Manşetlerimizde yer alan manşetlerden terör eylemlerine açık destek verilmesine, hanımlarımızı aşağılayan köşe yazarlarından bebek katillerini savunanlara kadar medyamızda “dördüncü güç” sözüyle hiçbir zaman bağdaşmayacak küfürlere rastladık. Her zaman söylediğimiz gibi bugünlere sadece darbecilere, çetecilere ve terör örgütlerine meydan okuyarak gelmedik. Şahsımıza, davamıza, partimize ve milli iradeye yönelik kirli manşetlerle aynı anda mücadele ve mücadele ederek bugünlere geldik.”

Gerçeğin peşinde koşmak yerine, yerel ve küresel güç odaklarına karşı tetikçilik yapanlara rağmen mücadelelerini sürdürdüklerini vurgulayan, ” Duruşumuzu hiçbir zaman değiştirmedik. İftiraya, iftiraya asla teslim olmadık. Prestij suikastları karşısında geri adım atmadık. Onursuzların tehditlerine boyun eğmedik. Etrafımızdakiler ne yaparsa yapsın biz her zaman hakkı ve doğruyu yukarıda tuttuk.dedi.

“Medyamızla birlikte Türk Yüzyılını yükselteceğiz”

Milletle ve milli iradenin sesi olan medya kuruluşlarıyla omuz omuza hareket ederek birçok tarihi demokratik kazanımları elde ettiklerini belirten Erdoğan, “İnşallah medyamızla birlikte Türkiye’nin asrını yükselteceğiz ve onu emanet edeceğiz. gençliğimize.” dedim.

Türkiye’nin yaşadığı tüm bu aksiliklere rağmen son 20 yılda demokrasinin yanı sıra basın ahlakı ve özgürlüğünün de belli bir seviyeye yükseldiğini kaydeden ve şunları kaydetti:

“Ülkemizin basın bülteninin tarihini bilen, elini vicdanına koyan ve objektif bir muhasebe yapan herkes, bugün medyamızın daha bağımsız, çoğulcu ve daha güçlü bir yapıya sahip olduğu konusunda hemfikirdir.

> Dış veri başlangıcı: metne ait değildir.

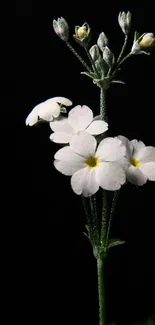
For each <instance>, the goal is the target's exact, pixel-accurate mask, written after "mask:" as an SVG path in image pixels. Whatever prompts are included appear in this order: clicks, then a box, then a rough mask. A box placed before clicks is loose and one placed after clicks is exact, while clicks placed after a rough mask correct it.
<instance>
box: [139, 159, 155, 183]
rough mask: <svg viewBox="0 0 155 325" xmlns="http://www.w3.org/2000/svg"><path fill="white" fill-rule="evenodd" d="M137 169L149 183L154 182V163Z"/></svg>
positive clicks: (154, 169)
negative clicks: (149, 181) (140, 170)
mask: <svg viewBox="0 0 155 325" xmlns="http://www.w3.org/2000/svg"><path fill="white" fill-rule="evenodd" d="M139 169H140V170H141V171H142V172H143V173H144V175H145V176H146V177H147V178H148V180H149V181H155V162H147V163H144V164H142V165H141V166H140V167H139Z"/></svg>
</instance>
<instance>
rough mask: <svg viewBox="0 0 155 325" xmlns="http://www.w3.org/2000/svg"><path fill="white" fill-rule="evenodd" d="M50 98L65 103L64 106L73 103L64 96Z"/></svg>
mask: <svg viewBox="0 0 155 325" xmlns="http://www.w3.org/2000/svg"><path fill="white" fill-rule="evenodd" d="M51 99H52V100H53V101H55V102H57V103H59V104H62V105H65V106H71V105H72V104H73V103H72V101H71V100H69V99H68V98H65V97H53V98H51Z"/></svg>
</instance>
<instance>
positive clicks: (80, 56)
mask: <svg viewBox="0 0 155 325" xmlns="http://www.w3.org/2000/svg"><path fill="white" fill-rule="evenodd" d="M66 45H67V46H68V47H69V49H70V50H71V51H72V53H73V54H74V55H75V56H76V57H77V59H78V60H79V61H80V62H81V63H82V65H83V66H84V67H85V69H86V70H87V71H88V72H92V71H91V69H90V68H89V66H88V65H87V63H86V62H85V61H84V60H83V59H82V58H81V56H80V55H79V54H78V53H77V52H76V51H75V50H74V48H73V47H72V45H71V44H70V43H69V42H66Z"/></svg>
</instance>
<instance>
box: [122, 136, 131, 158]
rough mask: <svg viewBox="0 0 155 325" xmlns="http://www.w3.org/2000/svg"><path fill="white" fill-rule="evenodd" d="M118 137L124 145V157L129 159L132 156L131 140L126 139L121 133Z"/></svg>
mask: <svg viewBox="0 0 155 325" xmlns="http://www.w3.org/2000/svg"><path fill="white" fill-rule="evenodd" d="M118 138H119V139H120V140H121V141H122V143H123V144H124V146H125V147H126V154H125V157H126V158H128V159H131V158H132V153H133V145H132V144H131V141H130V140H128V139H127V138H126V137H124V136H123V135H119V136H118Z"/></svg>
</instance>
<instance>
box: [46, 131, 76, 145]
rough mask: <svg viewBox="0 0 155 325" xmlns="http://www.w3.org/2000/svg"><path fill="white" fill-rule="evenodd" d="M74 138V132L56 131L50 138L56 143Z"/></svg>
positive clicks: (50, 136) (61, 141)
mask: <svg viewBox="0 0 155 325" xmlns="http://www.w3.org/2000/svg"><path fill="white" fill-rule="evenodd" d="M71 139H72V134H69V133H65V132H54V133H52V134H51V135H50V140H51V141H53V142H55V143H69V142H70V141H71Z"/></svg>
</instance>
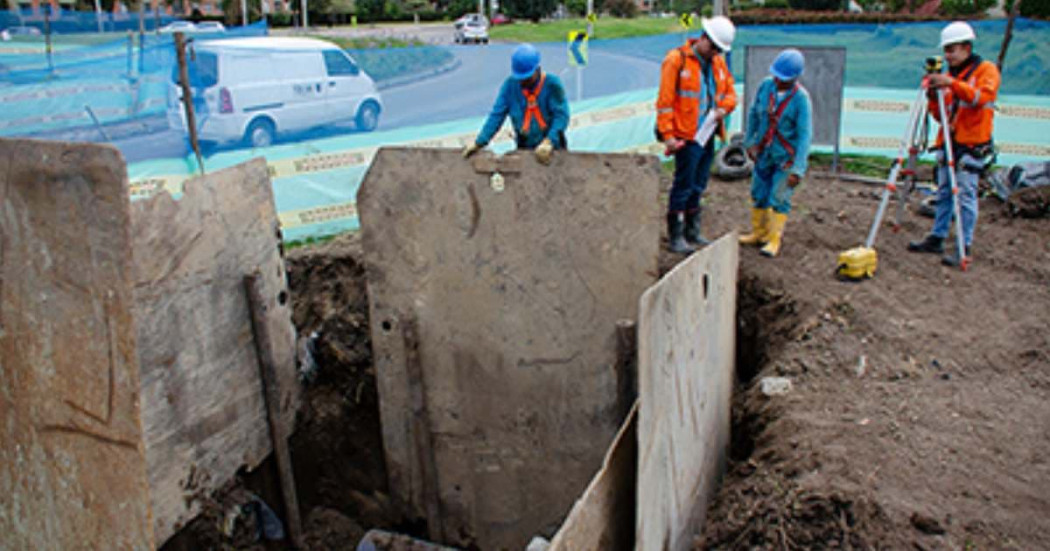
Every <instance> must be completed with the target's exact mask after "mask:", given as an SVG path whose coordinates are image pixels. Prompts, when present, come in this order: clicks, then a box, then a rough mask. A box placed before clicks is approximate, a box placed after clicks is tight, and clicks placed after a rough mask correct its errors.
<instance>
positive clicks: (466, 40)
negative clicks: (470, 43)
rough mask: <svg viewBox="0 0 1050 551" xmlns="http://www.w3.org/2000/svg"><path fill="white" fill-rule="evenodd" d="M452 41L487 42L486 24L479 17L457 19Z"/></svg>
mask: <svg viewBox="0 0 1050 551" xmlns="http://www.w3.org/2000/svg"><path fill="white" fill-rule="evenodd" d="M453 41H454V42H456V43H457V44H466V43H475V44H478V43H481V44H488V25H486V24H485V22H484V21H483V20H480V19H468V20H466V21H457V22H456V34H455V35H454V36H453Z"/></svg>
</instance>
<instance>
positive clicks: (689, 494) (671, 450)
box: [635, 232, 738, 551]
mask: <svg viewBox="0 0 1050 551" xmlns="http://www.w3.org/2000/svg"><path fill="white" fill-rule="evenodd" d="M737 255H738V245H737V237H736V233H735V232H734V233H730V234H728V235H726V236H723V237H721V238H720V239H718V240H717V241H715V242H714V243H713V245H711V246H709V247H706V248H703V249H702V250H700V251H699V252H697V253H695V254H693V255H692V256H690V257H689V259H688V260H686V261H684V262H681V263H679V264H678V266H677V267H676V268H675V269H674V270H672V271H671V272H670V273H668V274H667V275H665V276H664V278H663V279H660V281H659V283H657V284H655V285H653V287H652V288H651V289H650V290H649V291H647V292H646V294H645V295H643V296H642V300H640V304H639V312H638V400H640V402H642V410H640V412H639V416H638V493H637V496H638V509H637V525H636V526H637V531H636V534H635V536H636V547H635V549H637V550H639V551H663V550H671V551H680V550H685V549H691V548H692V547H691V546H692V537H693V535H694V534H695V533H697V532H699V528H700V527H701V526H702V523H703V517H705V514H706V511H707V506H708V500H709V497H710V496H711V495H712V494H713V493H714V490H715V489H716V487H717V482H718V479H719V476H720V475H721V473H722V471H723V470H724V464H726V452H727V451H728V449H727V447H728V445H729V435H730V398H731V397H732V393H733V374H734V367H735V364H734V359H735V358H734V355H735V340H736V274H737V261H738V256H737Z"/></svg>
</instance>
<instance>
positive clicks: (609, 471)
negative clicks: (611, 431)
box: [547, 402, 638, 551]
mask: <svg viewBox="0 0 1050 551" xmlns="http://www.w3.org/2000/svg"><path fill="white" fill-rule="evenodd" d="M637 419H638V406H637V402H635V405H634V407H632V408H631V412H630V414H628V416H627V421H624V425H623V426H622V427H621V428H619V432H617V433H616V439H615V440H613V441H612V445H611V446H609V450H608V451H607V452H606V454H605V461H604V462H602V470H600V471H598V472H597V474H595V475H594V478H593V479H591V482H590V484H588V485H587V490H586V491H585V492H584V494H583V495H581V496H580V500H577V501H576V503H575V505H573V506H572V511H570V512H569V516H568V517H566V518H565V524H563V525H562V527H561V528H560V529H559V530H558V534H555V535H554V538H553V539H552V541H551V542H550V548H549V549H548V550H547V551H629V550H631V549H634V508H635V505H636V494H635V485H636V484H637V468H638V430H637Z"/></svg>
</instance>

Nitekim 2023’te Türkiye’de basın bu noktaya gelmiştir. 90’lı, 80’li, 70’li yıllara göre çok daha özgür, özgür ve halkın gözünde daha prestij kazanmış durumda.

Terörü övmemek, şiddeti körüklememek ve dezenformasyon yapmamak şartıyla herkes istediğini yazabilir, söyleyebilir ve ifade edebilir. Eski Türkiye’ye özlem duyanların emriyle hazırlanan raporlar bu gerçeği değiştirmeyecek. Bunların ne bizim ne de milletimizin gözünde hiçbir değeri yoktur. Türkiye ile ilgili demokrasi, insan hakları ve basın özgürlüğü haberlerini örgütleyenlerin kendi çıkarları ve kendi çıkarları söz konusu olduğunda ne kadar faşist davrandıklarını hepimiz çok iyi biliyoruz. Devletin gizli belgelerini çarşaflarda yayınlayan Fetoculara gazeteci sıfatıyla sahip çıkanlar, daha kolay belaya girmek için basın organlarının kapılarını kilitlemekten çekinmediler.”

252 kişinin şehit olduğu FETÖ’yü acımasızca eleştirenlerin, 15 Temmuz darbe girişiminin ardından kendi ülkelerinde darbe söylentileri karşısında ayaklandıklarını belirten Erdoğan, “İşte Fransa’nın halini görüyorsunuz. İngiltere’nin durumunu görüyorsunuz, Almanya’nın durumunu görüyorsunuz, dahası, ben Amerika’nın durumunu göreceğim.” dedim.

Gezi olaylarını hatırlatan Erdoğan, “Esnafımızın malını yağmalayan vandalları kahramanlaştıranlar, örneğin Paris ve Washington’da yaşanan olaylarda aktivistleri hızla terörist ilan ettiler. Fransa ‘demokrasi havarileri’, Amerikan Kongresi’ni silahla basanlar ‘özgürlük savaşçıları’ idi.” diyen hiçbir uluslararası medya organını görmedik, duymadık.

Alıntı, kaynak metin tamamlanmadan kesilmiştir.